Core Questions of Macroeconomics
Macroeconomics seeks to answer broad questions about the overall health of an economy. These include whether prices will rise, if employment is improving, and what policies the state can use to manage the economy.
Economic Agents
Economic agents are individuals or institutions that make economic decisions. This includes consumers, producers (firms), and entities like the government, corporations, and banks.
Adam Smith and Classical Economics
Adam Smith is considered the founding father of modern economics. The classical tradition, which he influenced, believed that if individuals pursue their own self-interest, the economy as a whole would function efficiently without intervention.
Emergence of Macroeconomics
Macroeconomics as a distinct field emerged after the Great Depression of 1929. It was established by British economist John Maynard Keynes with his book 'The General Theory of Employment, Interest and Money' in 1936.
The Great Depression of 1929
The Great Depression was a severe worldwide economic crisis starting in 1929. It led to massive unemployment (rising from 3% to 25% in the USA) and a huge fall in output, challenging the classical economic belief that full employment is automatic.
John Maynard Keynes
John Maynard Keynes challenged classical economic thought by arguing that an economy could have long-lasting unemployment. His approach was to examine the economy in its entirety and analyze the interdependence of different sectors.
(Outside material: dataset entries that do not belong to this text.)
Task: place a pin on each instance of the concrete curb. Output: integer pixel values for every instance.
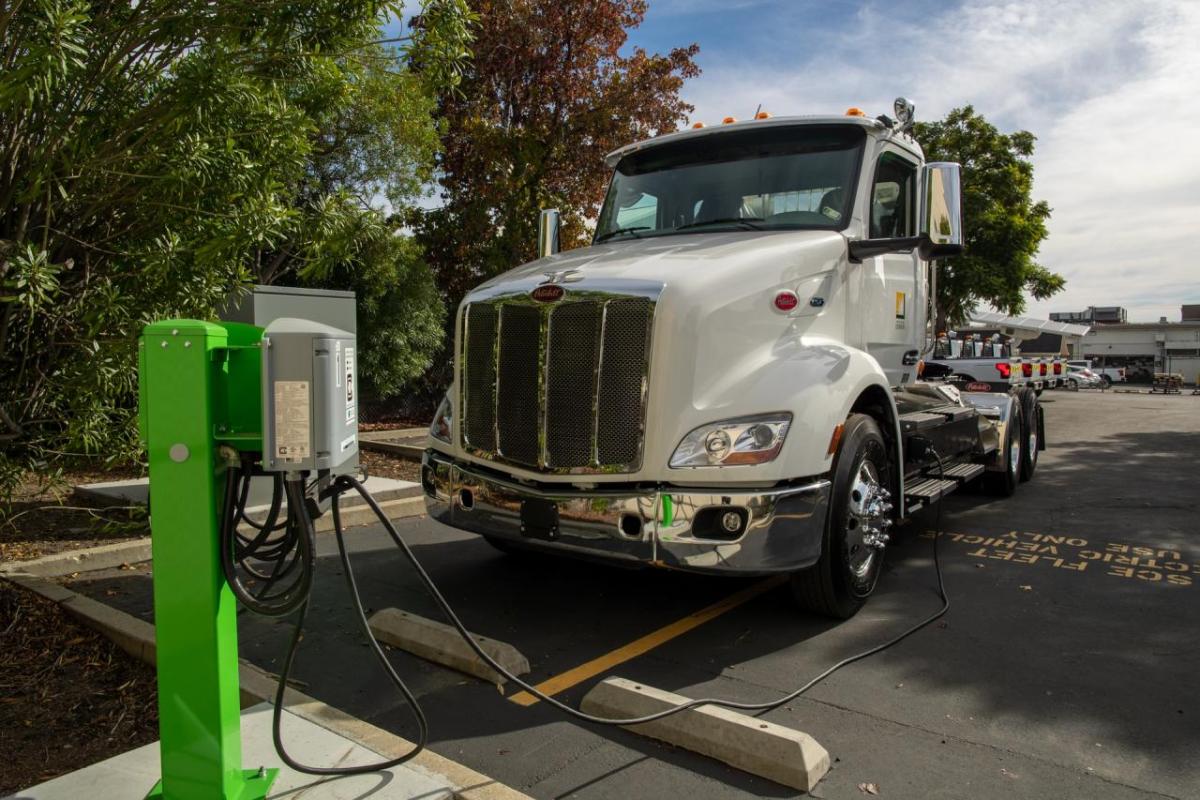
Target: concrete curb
(408, 451)
(101, 557)
(105, 557)
(137, 637)
(443, 645)
(765, 749)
Features of a Capitalist Economy
A capitalist economy has three main features: private ownership of means of production, production of goods for sale in the market, and the sale and purchase of labor services at a price called the wage rate.
Four Factors of Production
Production in an economy relies on four factors: land, labor, capital, and entrepreneurship. The income earned by these factors are rent, wages, interest, and profit, respectively.
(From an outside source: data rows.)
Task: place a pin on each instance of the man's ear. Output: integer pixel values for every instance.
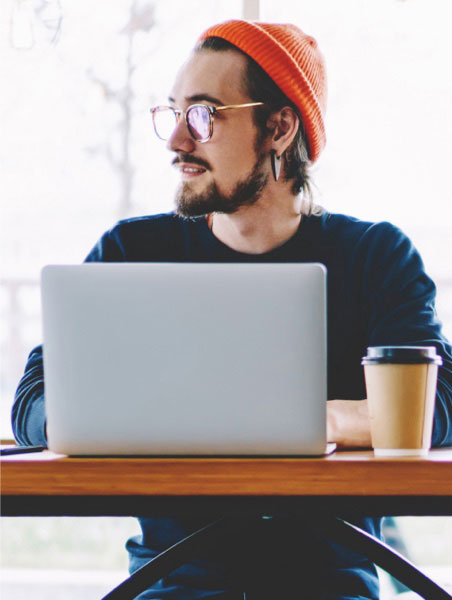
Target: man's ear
(284, 126)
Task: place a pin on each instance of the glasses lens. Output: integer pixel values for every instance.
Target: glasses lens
(198, 121)
(164, 119)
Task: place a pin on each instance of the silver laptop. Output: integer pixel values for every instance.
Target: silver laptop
(185, 359)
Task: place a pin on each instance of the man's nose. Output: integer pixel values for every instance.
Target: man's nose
(180, 138)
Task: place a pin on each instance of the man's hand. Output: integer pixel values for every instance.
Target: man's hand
(348, 423)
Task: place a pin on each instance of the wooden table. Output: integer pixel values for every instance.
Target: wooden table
(340, 485)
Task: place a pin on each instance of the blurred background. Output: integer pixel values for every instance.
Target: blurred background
(78, 153)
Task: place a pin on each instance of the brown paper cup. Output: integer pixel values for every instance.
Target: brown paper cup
(401, 391)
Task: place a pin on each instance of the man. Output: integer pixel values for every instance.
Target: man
(245, 121)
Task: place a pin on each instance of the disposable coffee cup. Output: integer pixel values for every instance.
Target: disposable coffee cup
(401, 390)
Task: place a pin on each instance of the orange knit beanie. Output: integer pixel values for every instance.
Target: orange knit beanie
(292, 59)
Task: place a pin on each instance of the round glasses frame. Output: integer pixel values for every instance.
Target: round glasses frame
(211, 110)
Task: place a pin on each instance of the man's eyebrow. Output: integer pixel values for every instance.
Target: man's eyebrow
(199, 98)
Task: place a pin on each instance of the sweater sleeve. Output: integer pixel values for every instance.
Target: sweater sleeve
(399, 309)
(28, 416)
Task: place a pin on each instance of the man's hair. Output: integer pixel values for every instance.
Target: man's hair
(261, 88)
Macroeconomic Decision Makers
Unlike in microeconomics where individuals are the decision-makers, in macroeconomics, the key players are the State and statutory bodies like the Reserve Bank of India (RBI). Their goals are focused on public welfare rather than private profit.
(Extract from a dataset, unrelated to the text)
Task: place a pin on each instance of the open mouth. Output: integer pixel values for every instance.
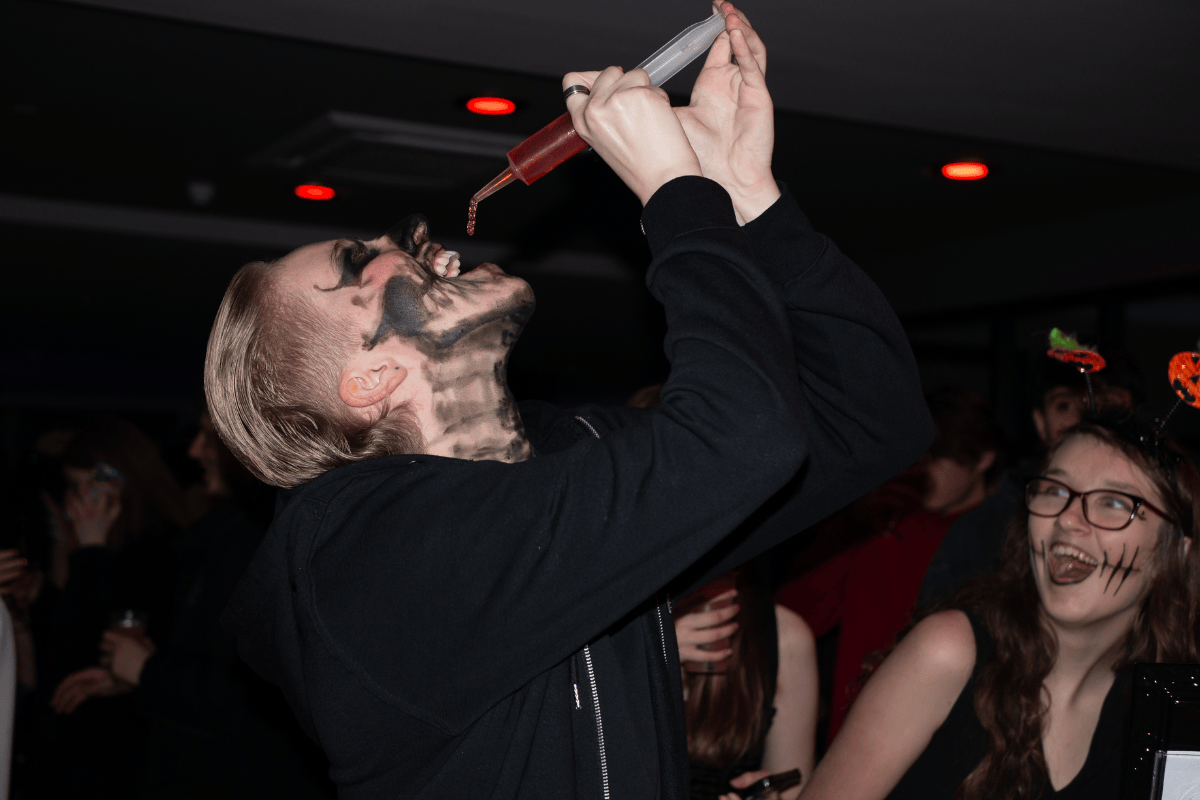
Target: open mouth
(1068, 564)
The Four Major Economic Sectors
Macroeconomics views the economy as a combination of four interconnected sectors. These sectors are households, firms, the government, and the external sector.
The Household Sector
Households consist of individuals who make consumption decisions. They supply labor, earn income in the form of wages, salaries, and profits, and use this income to consume, save, and pay taxes.
The Firms Sector
Firms are the production units in an economy. They hire factors of production (like labor) to produce goods and services, which they sell in the market with the motive of earning profits.
The Government Sector
The government, or the State, sets laws, provides justice, and performs economic functions. These functions include imposing taxes, spending on infrastructure and social services like health and education, and sometimes undertaking production.
The External Sector
The external sector covers all economic transactions with the rest of the world. This includes exports (selling goods to other countries), imports (buying goods from other countries), and the flow of capital.